Last week, a conservative member of parliament referred to Iran's leading clerics as "2-rial mullahs," using the smallest denomination of Iran's currency as a metaphor. Although some hardliners objected to the remark, the MP faced no consequences due to his affiliation with the country's intelligence community.
Meanwhile, two prominent Western-based Iranian political analysts, Mehdi Khalaji and Mehdi Mahdavi Azad said at a talk show on Iran International TV on Saturday that clerics including Khamenei have been losing their authority during the past months and the military and intelligence organizations are likely to replace Khamenei or to determine a weak successor to him once he is dead.
Rasoul Montajebnia, the Secretary General of reformist Jomhouriat Party said in an interview with Rouydad24 on Sunday, "The group of politicians who are in power in Iran will continue to defend the current situation even if it turns ten times worse than what we witness now." Motajebnia reiterated that the all-conservative government has dealt a hard blow to Iran's national interests.
He said as a result of the performance by officials in recent years, the people have come to believe they no longer can trust them and what they say, and this is rather worrying.
Montajebnia said, under the circumstances, a majority of the people either oppose the government, or protest its behavior, or try to be indifferent. He added that there are two major elections in March 2024 and the people need to make sure that these are competitive elections in which they can choose whoever they want for parliament and the Assembly of Experts.
Montajebnia further highlighted that successive governments over the past two decades have disappointed the people. Financial corruption cases and restrictions on people's power to choose their representatives have eroded trust in officials and rendered elections meaningless. Consequently, the regime's legitimacy is declining, and fewer people continue to support the government.
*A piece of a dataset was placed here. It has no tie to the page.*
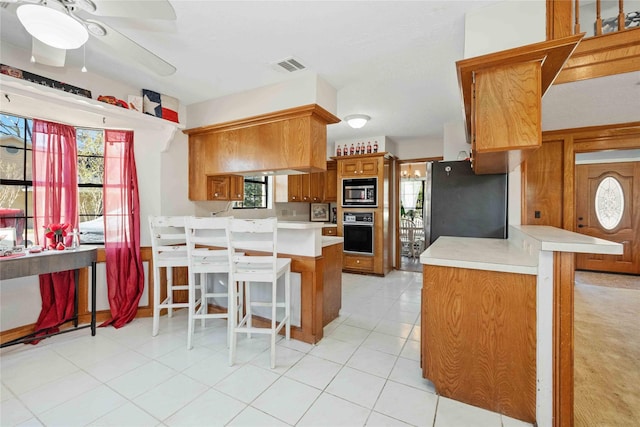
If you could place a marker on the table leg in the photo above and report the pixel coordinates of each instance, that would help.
(93, 298)
(76, 279)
In another development, pointing out the division between the people and the government, the former chief of the Iranian parliament's national security and foreign policy committee Heshmatollah Falahatpisheh told reporters in Tehran that the fact ordinary young people are sent to defend the borders where many conscripts are killed in clashes with smugglers and opponents, while children of well-connected families often are exempt from military service, shows a high degree of discrimination.
Defending the government, hardline conservative politician and a member of the Islamic Coalition Party, Ahmad Karimi-Esfahani promised that "The government will gradually but slowly realize its potentials and the country's problems will be solved."
He then resorted to an outdated intimidating rhetoric and warned Iranians not to play into the hands of the enemies by criticizing the government. He added that the government hopes that prices will come down, while annual inflation is hovering between 70-120 percent, depending on who issues estimates.
Karimi-Esfahani added: "It is unfair to criticize the Raisi administration which is heir to a government that had made too many mistakes." He claimed that the Raisi administration has had major achievements that we cannot ignore.
His remarks contradict a chorus of harsh criticisms of the government from the early months of Raisi’s presidency.